In https://homepages.warwick.ac.uk/staff/C.M.Elliott/DziEll13a.pdf on page $299$ the notion of weak derivatives on hypersurfaces is introduced via
For a $2$-dimensional hypersurface $\Sigma \subset \mathbb R^3$ with unit outer normal $\eta,$ mean curvature $\mathcal H$, we call $v$ the weak gradient or $v_i \in L^1(\Sigma)$ the weak partial derivatives of $u \in L^1(\Sigma)$ if for all $\varphi \in C_0^{\infty}(\Sigma)$ we have the relation
\begin{equation} \int_\Sigma u \frac{\partial \varphi}{\partial x_i} \, dA = -\int_\Sigma \varphi v_i\, dA + \int_\Sigma u \varphi \mathcal H \eta_i \, dA. \end{equation}
Now my question is: Why is the second integral not $$-\int_{\partial\Sigma} \varphi v_i\, dA?$$ Shouldn't there always be a boundary term when partially integrating?

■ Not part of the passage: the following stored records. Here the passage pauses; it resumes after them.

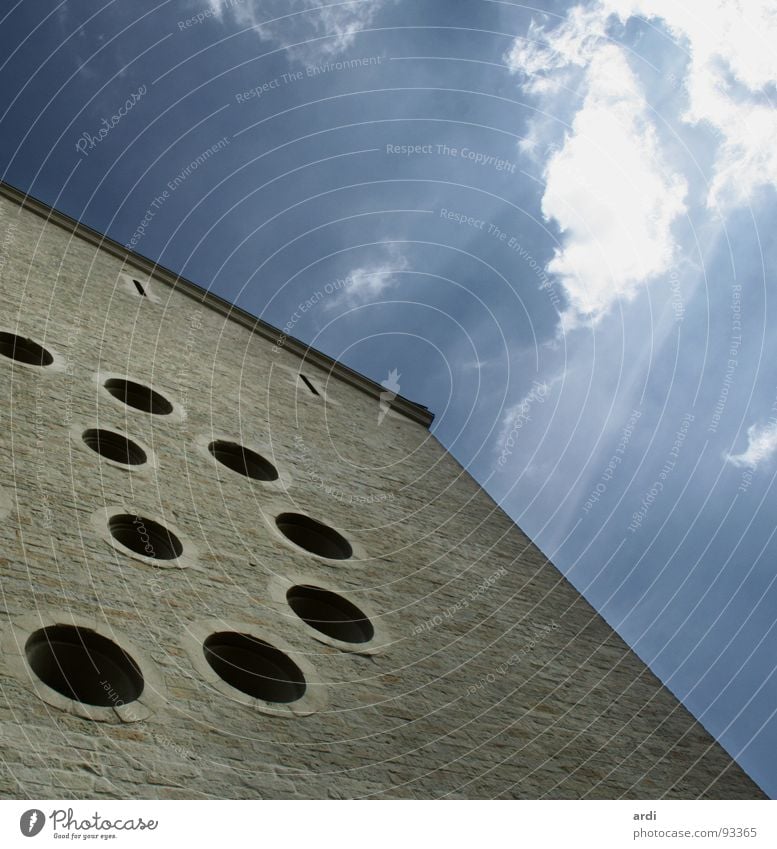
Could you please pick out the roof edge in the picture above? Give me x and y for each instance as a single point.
(415, 412)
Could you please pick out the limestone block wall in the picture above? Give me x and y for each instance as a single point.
(488, 675)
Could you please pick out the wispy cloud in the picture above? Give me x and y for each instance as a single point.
(300, 24)
(761, 446)
(369, 282)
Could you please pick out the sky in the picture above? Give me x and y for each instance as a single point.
(553, 222)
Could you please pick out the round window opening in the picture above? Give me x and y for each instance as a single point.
(314, 536)
(254, 667)
(83, 665)
(114, 447)
(24, 350)
(145, 537)
(330, 614)
(138, 396)
(243, 461)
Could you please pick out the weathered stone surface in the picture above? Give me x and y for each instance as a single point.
(498, 679)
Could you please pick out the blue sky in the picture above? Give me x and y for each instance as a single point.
(556, 223)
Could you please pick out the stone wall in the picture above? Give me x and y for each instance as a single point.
(491, 677)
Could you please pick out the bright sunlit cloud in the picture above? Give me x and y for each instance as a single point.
(761, 447)
(616, 221)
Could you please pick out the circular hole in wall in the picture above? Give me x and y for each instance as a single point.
(330, 614)
(145, 537)
(138, 396)
(24, 350)
(114, 446)
(83, 665)
(254, 667)
(314, 536)
(243, 461)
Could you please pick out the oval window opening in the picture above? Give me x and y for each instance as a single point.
(243, 461)
(254, 667)
(313, 536)
(138, 397)
(114, 446)
(24, 350)
(145, 537)
(83, 665)
(330, 614)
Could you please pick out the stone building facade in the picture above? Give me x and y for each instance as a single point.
(233, 568)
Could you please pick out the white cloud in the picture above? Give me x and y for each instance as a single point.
(609, 191)
(608, 188)
(761, 446)
(368, 283)
(294, 22)
(733, 64)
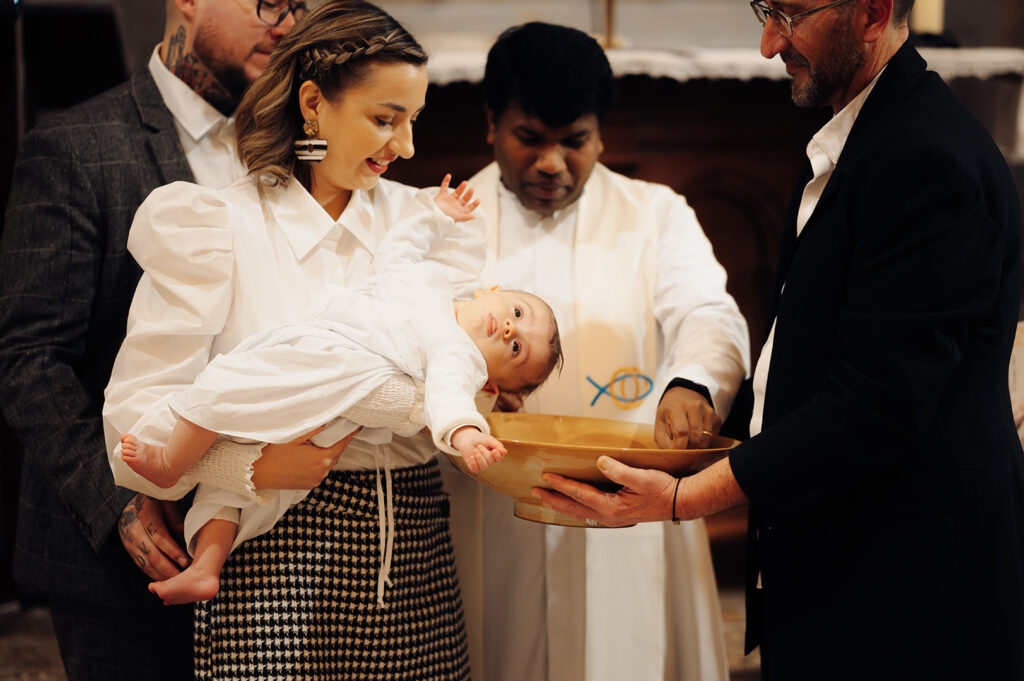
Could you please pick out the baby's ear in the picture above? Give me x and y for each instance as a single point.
(482, 292)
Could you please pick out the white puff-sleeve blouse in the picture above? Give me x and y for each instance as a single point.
(220, 265)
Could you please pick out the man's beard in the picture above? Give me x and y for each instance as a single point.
(834, 72)
(231, 77)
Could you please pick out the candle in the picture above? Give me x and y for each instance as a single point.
(928, 15)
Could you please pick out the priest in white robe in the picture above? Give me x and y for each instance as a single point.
(650, 335)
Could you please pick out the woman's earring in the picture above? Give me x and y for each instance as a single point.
(310, 149)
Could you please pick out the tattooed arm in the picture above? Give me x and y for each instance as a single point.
(144, 534)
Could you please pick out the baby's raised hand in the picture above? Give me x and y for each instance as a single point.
(477, 448)
(458, 204)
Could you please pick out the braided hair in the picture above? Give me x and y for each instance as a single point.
(334, 45)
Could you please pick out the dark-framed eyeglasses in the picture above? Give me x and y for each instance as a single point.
(782, 22)
(272, 12)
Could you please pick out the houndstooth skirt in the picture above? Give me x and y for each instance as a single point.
(300, 601)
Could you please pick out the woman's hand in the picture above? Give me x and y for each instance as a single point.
(297, 465)
(144, 534)
(685, 421)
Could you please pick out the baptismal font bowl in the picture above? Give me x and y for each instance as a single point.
(570, 445)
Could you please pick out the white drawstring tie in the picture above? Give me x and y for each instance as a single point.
(385, 514)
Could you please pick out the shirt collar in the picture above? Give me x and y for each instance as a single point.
(306, 224)
(832, 137)
(194, 114)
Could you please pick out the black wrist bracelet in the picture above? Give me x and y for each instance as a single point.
(675, 519)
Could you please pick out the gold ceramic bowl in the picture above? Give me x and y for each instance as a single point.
(570, 445)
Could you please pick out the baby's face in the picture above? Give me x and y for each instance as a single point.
(513, 332)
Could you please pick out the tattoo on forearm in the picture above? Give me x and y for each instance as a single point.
(128, 517)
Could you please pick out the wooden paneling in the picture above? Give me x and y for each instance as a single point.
(734, 149)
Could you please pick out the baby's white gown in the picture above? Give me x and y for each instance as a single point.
(388, 355)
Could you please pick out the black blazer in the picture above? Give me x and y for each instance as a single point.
(887, 484)
(66, 285)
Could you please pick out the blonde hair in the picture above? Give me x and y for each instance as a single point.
(333, 46)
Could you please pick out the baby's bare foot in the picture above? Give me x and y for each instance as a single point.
(189, 586)
(147, 461)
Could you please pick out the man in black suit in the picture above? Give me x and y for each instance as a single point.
(66, 285)
(885, 476)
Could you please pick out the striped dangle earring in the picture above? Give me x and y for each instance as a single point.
(310, 149)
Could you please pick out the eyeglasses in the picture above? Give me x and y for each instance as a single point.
(782, 22)
(272, 12)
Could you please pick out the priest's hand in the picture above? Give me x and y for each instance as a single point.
(645, 495)
(685, 421)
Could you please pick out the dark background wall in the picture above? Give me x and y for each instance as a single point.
(732, 147)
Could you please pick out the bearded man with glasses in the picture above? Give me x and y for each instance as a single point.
(68, 281)
(884, 474)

Let's start with Theorem 2.10 on page 297
So we "weaken" this and let $f=u\varphi$, $\varphi\in C^\infty_0(\Gamma)$, $u\in L^1(\Gamma)$ and we have $$\require{color}\require{cancel} \int_\Gamma\nabla_\Gamma (u\varphi)\,\mathrm{d}A = \int_\Gamma u\varphi H\nu\,\mathrm{d}A{\color{red}+\cancelto{0}{\int_{\partial\Gamma}u\varphi\nu\,\mathrm{d}A}}. $$ so using Leibniz $\nabla_\Gamma(u\varphi)=(\nabla_\Gamma u)\varphi+u(\nabla_\Gamma\varphi)$ and rearrange, we have $$ \int_\Gamma uD_i\varphi\,\mathrm{d}A = -\int_\Gamma v_i\varphi\,\mathrm{d}A+\int_\Gamma u\varphi H\nu_i\,\mathrm{d}A$$ that you see in Definition 2.11.